The present invention aims to find an optimal strategy mu ^* To maximize the expected long-term discount rewards of the system.

The overall algorithm specifically adopted by the invention comprises two parts, namely an algorithm based on a training stage of a DAFL (Data-Free Learning) framework and an algorithm based on a testing stage of the DAFL framework.

Wherein the training phase algorithm steps based on the DAFL framework are shown in table 1.

TABLE 1

The invention provides an asynchronous federal optimization method for selecting vehicles based on a DDPG algorithm, wherein the DDPG algorithm is based on an actor-critic network architecture. The actor network is used for carrying out strategy improvement, and the critic network is used for enteringRow policy evaluation. Specifically, an actor network is used to approximate a policy μ, the approximated policy of which is denoted μ _δ . The actor network is based on strategy mu _δ And observe the state to output the action.

The invention promotes and evaluates the strategy through iteration so as to finally obtain the optimal strategy. In order to ensure the stability of the DDPG algorithm, a target network consisting of a target actor network and a target critic network is also adopted, and the architecture of the DDPG algorithm is respectively the same as that of the actor network and the critic network.

Setting delta as an actor network parameter, and zeta as a critic network parameter ^* For optimized actor network parameters, ζ ^* Delta for optimized critic network parameters ₁ Is the target actor network parameter, ζ ₁ Is the target critical network parameter. τ is the update parameter of the target network, Δ _t Noise explored for slot t action. I is the small lot size. The algorithm of the training phase will be described in detail next.

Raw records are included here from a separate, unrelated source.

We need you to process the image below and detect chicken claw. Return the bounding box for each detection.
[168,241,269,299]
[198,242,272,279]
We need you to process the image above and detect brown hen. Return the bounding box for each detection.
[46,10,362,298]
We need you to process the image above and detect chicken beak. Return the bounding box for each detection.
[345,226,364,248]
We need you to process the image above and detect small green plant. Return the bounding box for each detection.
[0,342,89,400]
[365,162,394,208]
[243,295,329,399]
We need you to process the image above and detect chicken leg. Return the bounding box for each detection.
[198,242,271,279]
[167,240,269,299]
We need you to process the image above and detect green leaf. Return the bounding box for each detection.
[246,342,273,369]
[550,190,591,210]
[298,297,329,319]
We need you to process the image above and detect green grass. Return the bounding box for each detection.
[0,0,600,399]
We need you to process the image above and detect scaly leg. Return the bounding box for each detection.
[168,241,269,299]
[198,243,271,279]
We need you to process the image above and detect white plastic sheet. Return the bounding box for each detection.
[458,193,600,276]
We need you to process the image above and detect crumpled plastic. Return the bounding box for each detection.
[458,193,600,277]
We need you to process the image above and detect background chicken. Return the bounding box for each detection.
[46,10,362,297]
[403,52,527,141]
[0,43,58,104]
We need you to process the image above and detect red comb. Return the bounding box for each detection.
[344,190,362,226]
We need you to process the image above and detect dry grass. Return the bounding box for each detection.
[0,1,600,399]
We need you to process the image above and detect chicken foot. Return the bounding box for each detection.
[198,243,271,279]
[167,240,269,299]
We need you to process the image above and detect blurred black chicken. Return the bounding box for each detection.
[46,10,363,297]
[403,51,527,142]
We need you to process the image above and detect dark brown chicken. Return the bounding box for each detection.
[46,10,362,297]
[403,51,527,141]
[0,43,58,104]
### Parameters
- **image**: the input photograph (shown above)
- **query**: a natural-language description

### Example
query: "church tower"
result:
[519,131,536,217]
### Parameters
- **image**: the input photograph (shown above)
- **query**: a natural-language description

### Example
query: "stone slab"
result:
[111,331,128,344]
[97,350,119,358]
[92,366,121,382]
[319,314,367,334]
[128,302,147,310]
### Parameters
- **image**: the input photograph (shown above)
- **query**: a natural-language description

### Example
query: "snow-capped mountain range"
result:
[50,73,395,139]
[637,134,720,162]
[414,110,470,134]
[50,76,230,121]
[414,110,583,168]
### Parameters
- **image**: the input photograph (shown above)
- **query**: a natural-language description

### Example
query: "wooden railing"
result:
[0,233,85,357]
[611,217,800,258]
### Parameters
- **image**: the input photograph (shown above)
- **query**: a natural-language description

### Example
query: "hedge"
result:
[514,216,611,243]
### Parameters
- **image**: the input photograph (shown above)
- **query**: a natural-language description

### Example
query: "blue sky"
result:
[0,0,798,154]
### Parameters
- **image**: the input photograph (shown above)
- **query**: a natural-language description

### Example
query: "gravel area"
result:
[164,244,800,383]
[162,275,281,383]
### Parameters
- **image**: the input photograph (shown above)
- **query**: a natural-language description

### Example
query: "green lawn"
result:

First, δ and ζ are randomly initialized and δ in the target network is simultaneously initialized ₁ and ξ₁ Initialized to delta and zeta, respectively. At the same time, experience playback buffer R _b Initialization is performed.

Next, the algorithm will execute E _max Each round. In the first round, the locations of all vehicles, the channel states, and the available computing resource sizes of the vehicles themselves are reset. And set lambda ₁ (0)＝λ ₂ (0)＝…＝λ _K (0) =1, then in the first time slot, the system can obtain the initial state s (1) = (Tr (1), μ (1), d _x (1) A (0)). Initializing global model w at roadside units simultaneously using CNN (Convolutional Neural Networks, convolutional neural network) ₀ 。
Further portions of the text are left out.